Enfin, je dis ça, sur les 12 véhicules que j'ai acheté en 20 ans (auto + moto), seulement 3 en neuf bien négociés et une occasion zéro km, tout le reste en occasion, mais en étant très prudent.

Après, dire que "quand on achète un véhicule neuf, soit on ne connait rien à l'automobile, soit on s'en moque de la décote car on a largement les moyens", ça n'engage que toi et ton opinion personnelle.

Par

Sinon, concernant l'électrification à outrance, c'est bien, mais il aurait aussi fallu prendre un tournant raisonnable sur le thermique, à l'image d'une Suzuki Swift qui combine poids réduit, bonne aérodynamique, moteur efficient et micro-hybridation.

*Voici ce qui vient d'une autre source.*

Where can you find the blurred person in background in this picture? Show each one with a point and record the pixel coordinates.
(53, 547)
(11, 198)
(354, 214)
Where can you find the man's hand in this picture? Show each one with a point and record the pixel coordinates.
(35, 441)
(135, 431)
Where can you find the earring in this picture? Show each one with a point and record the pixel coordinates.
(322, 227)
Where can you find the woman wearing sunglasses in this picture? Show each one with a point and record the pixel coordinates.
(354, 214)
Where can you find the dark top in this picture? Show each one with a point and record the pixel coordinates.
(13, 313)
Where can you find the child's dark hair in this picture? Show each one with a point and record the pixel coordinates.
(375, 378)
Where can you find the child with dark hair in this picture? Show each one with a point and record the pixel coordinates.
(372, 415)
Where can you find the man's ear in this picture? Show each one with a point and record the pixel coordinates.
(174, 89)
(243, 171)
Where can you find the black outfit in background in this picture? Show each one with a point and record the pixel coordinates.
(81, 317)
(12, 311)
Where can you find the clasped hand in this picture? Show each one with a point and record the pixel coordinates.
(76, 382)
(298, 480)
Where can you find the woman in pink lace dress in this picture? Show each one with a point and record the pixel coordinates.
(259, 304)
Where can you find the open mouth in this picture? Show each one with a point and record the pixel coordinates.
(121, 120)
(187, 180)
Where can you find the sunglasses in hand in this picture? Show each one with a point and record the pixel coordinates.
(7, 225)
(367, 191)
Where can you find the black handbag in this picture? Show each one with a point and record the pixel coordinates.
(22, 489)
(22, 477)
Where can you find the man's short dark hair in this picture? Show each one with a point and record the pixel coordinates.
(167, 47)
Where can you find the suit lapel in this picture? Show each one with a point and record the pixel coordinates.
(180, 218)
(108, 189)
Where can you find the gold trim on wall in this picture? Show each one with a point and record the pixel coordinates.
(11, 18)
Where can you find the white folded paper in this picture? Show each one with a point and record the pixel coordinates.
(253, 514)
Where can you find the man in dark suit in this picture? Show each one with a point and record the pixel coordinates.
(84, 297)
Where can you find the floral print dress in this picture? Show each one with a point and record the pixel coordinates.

On sait faire des véhicules qui consomment 4 litres, mais les constructeurs veulent nous vendre des usines à gaz de 1400 à 1800 kg pour essentiellement trimbaler une ou 2 personnes sur du péri-urbain, ça n'a aucun sens.

Par

En réponse à gécé8

comment on traverse la France avec une électrique en une journée?

tant que cette équation ne sera pas résolue le thermique ne sera pas menacé.

aujourd'hui le seul qui s'en approche est Tesla, mais c'est quand même plus long de plusieurs heures.

oui et non: quelle est la part des gens qui traversent la France chaque jour? voire chaque semaine? voire chaque mois? :bah:

perso, c'est désormais environ 2x100 bornes par semaine.